Mailing List Archive: Re: [Wikipedia-l] Feature request

(Wikitech-l: this is more on automatic subject classification, which Axel
brought up recently on Wikipedia-l.)

On Mon, 23 Sep 2002, Axel Boldt wrote:

[snip excellent comments that I agree with]

> I still believe that all of this can and should be
> done automatically, by tracing link paths from the
> main page.

I'm going to repeat some of what you've said earlier, adding my own
perspective. I really hope some programmers pursue this--they needn't ask
anyone's permission. The proof's in the pudding.

If automatic categorization could be done, and it sounds very plausible to
me, it would be *far* superior to a hand-maintained list of subject area
links. And incredibly useful, too.

OK, the following will reiterate some of the earlier discussion.

Presumably, nearly every page on Wikipedia can be reached from nearly
every other page. (There are orphans; and there are pages that do not
link to any other pages, though other pages link to them.)

This suggests that we can basically assign a number--using *some*
algorithm (not necessarily any one in particular: here is where
programmers can be creative)--giving the "closeness" of a page to all the
listed subjects. (This is very much like the Kevin Bacon game, of course,
and the "six degrees of separation" phenomenon.)

The question whether a *useful* algorithm can be stated is interesting
from a theoretical point of view. As I understand it, the suggestion is
that there is a simple and reliable (but how reliable?) algorithm, such
that, given simply a list of all the links in Wikipedia (viz., the source
page and destination page), and a list of subject categories, we can
reliably sort all pages into their proper categories.

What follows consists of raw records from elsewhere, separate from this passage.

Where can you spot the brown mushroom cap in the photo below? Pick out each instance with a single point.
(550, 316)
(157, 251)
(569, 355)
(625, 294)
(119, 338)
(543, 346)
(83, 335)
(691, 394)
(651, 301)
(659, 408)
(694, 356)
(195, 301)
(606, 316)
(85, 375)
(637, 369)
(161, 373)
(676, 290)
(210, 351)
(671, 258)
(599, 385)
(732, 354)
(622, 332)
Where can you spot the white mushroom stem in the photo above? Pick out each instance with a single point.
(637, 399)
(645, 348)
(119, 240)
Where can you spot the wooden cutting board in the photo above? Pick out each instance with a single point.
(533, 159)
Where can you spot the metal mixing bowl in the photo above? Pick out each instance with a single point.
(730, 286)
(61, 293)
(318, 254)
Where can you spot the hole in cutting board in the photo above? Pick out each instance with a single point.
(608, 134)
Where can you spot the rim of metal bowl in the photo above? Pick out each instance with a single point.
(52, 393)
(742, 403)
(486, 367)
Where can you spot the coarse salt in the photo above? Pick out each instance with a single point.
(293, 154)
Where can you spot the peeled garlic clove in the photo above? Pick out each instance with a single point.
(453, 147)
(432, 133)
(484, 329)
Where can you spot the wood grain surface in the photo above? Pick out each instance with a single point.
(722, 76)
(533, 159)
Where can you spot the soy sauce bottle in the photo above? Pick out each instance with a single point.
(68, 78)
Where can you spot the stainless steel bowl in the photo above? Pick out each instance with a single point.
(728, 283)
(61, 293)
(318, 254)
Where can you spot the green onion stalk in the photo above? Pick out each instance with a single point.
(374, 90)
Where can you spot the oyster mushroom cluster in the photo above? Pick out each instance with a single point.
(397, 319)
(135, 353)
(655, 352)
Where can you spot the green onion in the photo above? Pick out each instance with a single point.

It will not do to say, "There are obvious counterexamples, so let's not
even try." We can live with some slop. This is Wikipedia! We could even
fix errors by hand (ad hoc corrections are possible; why not?). As far as
I'm concerned, the real question is, once we try *various* algorithms,
what's the highest reliability we can actually generate? I'll bet it'll
be reasonably high, certainly high enough to be quite useful.

Here's an attempt at expressing an algorithm:

For a given page P (e.g., [[Plato's allegory of the cave]]), if the
average number of clicks (not backtracking to any page already reached--
otherwise you deal with infinite regresses) needed to reach P from the
subject page S (e.g., [[Philosophy]]) through all possible links between P
and S (or, perhaps, all possible links below a certain benchmark number?)
is lower than the average number of clicks need to reach P from any other
subject page, then P is "about" S.

The algorithm could be augmented in useful ways. In case of ties, or near
ties, a page could be listed as under multiple subjects. I have no idea
if this algorithm is correct, but that doesn't matter--it's just an
example. If you think harder and longer, I'm sure you'll think of a
better one.

This would be fascinating, I'm sure, for the programmers. Can't we just
take the question about how long processing will require as a constraint
on the algorithm rather than as a knock-down argument that it's not
feasible? The *exercise* is to find (and implement!) an algorithm that
*is* feasible. We don't even have to do this using Wikipedia's server, if
it would be too great of a load; anyone could download the tarball and
process it. You could do a cron job once a day, compile the 40-odd
"subject numbers" for each article in Wikipedia, and sort articles into
subject groups (in some cases, multiple subject groups for a given
article--why not?). From there we could use scripts already written to
create the many "recent changes" pages.

I really, really, really want to see [[Philosophy Recent Changes]]. We
desperately need pages like that, and this is one of the best possible
ways we have of getting them. It's worth actually exploring.

--Larry